Hugging Face Spaces is a repository of AI apps created and submitted by community users, allowing other members to demo them.


“Earlier this week our team detected unauthorized access to our Spaces platform, specifically related to Spaces secrets,” Hugging Face warned in a blog post.

“Consequently, we suspect that a subset of the voids' secrets could have been accessed without authorization.”

Hugging Face says it has already revoked the authentication tokens in the compromised secrets and notified those affected by email.

However, they recommend that all Hugging Face Spaces users refresh their tokens and switch to fine-grained access tokens, which allow organizations to tightly control who has access to their AI models. Is.

The company is working with external cyber security experts to investigate the breach and report the incident to law enforcement and data protection agencies.

The AI ​​platform says it has been tightening security over the past few days due to the incident.

“Over the past few days, we've made other significant improvements to the security of the Spaces infrastructure, including the complete removal of org tokens (resulting in increased traceability and audit capabilities), for Spaces secrets. Implementing, strengthening and expanding the Key Management Service (KMS) to improve our system's ability to identify and proactively invalidate leaked tokens, and generally improve our security across the board.
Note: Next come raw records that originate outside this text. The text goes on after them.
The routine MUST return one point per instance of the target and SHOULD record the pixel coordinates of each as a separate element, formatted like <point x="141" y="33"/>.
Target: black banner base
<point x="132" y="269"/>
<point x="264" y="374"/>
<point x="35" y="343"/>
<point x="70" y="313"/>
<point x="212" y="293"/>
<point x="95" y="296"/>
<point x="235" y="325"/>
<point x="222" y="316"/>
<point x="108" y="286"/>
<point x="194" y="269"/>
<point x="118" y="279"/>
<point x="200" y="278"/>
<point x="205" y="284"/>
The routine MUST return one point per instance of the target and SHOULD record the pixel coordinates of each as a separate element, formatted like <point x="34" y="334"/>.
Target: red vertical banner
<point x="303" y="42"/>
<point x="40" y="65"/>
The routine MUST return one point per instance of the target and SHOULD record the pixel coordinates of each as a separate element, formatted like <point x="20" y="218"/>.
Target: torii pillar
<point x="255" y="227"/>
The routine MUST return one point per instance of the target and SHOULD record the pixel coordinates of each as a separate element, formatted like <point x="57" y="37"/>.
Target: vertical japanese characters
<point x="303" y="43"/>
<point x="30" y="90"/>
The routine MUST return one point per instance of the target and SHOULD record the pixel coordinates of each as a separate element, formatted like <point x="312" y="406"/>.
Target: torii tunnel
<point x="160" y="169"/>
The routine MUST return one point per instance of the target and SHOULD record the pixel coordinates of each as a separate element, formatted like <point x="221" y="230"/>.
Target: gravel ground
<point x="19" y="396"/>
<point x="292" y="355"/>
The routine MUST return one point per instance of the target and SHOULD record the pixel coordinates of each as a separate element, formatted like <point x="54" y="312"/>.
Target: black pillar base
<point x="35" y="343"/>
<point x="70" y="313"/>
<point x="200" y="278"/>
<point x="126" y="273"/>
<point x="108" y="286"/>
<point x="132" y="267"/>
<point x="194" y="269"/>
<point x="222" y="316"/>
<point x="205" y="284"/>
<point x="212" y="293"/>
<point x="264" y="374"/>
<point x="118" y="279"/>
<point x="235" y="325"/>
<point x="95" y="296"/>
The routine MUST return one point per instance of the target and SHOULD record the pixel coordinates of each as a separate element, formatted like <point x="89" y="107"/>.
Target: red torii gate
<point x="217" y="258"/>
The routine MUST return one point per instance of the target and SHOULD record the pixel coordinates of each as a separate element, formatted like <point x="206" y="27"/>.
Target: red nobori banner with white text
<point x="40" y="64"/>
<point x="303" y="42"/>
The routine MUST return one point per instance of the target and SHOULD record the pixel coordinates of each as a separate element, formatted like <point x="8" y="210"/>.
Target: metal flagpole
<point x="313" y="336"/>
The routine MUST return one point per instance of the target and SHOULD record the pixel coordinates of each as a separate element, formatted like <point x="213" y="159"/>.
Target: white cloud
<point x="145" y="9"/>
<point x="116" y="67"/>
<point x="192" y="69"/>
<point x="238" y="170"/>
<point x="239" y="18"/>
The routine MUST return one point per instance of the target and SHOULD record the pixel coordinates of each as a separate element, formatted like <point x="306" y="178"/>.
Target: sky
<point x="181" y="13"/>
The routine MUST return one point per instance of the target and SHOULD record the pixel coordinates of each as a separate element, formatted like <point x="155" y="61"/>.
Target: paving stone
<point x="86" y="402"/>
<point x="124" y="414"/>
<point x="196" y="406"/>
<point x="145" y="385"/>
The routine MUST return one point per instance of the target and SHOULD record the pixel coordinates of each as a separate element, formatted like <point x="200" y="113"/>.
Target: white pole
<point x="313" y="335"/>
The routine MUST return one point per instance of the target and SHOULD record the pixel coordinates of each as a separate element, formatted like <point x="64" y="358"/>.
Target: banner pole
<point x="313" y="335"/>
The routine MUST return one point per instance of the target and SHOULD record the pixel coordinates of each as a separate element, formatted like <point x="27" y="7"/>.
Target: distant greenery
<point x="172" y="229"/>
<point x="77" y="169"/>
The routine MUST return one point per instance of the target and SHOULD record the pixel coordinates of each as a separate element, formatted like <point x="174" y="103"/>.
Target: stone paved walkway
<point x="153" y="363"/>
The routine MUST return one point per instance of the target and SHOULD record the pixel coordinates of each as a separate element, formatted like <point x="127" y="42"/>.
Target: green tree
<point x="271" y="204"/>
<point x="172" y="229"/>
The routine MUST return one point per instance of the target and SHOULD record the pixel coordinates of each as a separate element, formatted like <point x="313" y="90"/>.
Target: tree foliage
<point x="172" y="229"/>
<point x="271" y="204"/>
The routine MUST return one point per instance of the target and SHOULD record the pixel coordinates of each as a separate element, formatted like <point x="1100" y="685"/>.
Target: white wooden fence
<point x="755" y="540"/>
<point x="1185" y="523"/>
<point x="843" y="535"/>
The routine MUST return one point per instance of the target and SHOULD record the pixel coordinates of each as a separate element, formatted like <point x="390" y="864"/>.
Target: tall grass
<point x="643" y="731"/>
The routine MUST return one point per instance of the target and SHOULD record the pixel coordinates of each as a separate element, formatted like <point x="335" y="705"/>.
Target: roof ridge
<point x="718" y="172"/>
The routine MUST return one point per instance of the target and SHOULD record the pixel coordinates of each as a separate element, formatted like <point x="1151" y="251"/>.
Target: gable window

We plan to fully deprecate “classic” read and write tokens in the near future, as soon as fine access tokens reach the feature we will continue to investigate any potential related incidents.”

❖ A huggable face

As hagging face has grown in popularity, it has also become a target for threat actors, who seek to misuse it for malicious activities.

In February, cybersecurity firm JFrog found nearly 100 instances of malicious AI ML models being used to execute malicious code on a victim's machine. One of the models opened a reverse shell that allowed a remote threat actor to gain access to the device running the code.

More recently, security researchers at Wiz discovered a vulnerability that allowed them to exploit a container escape to upload custom models and gain cross-tenant access to other users' models.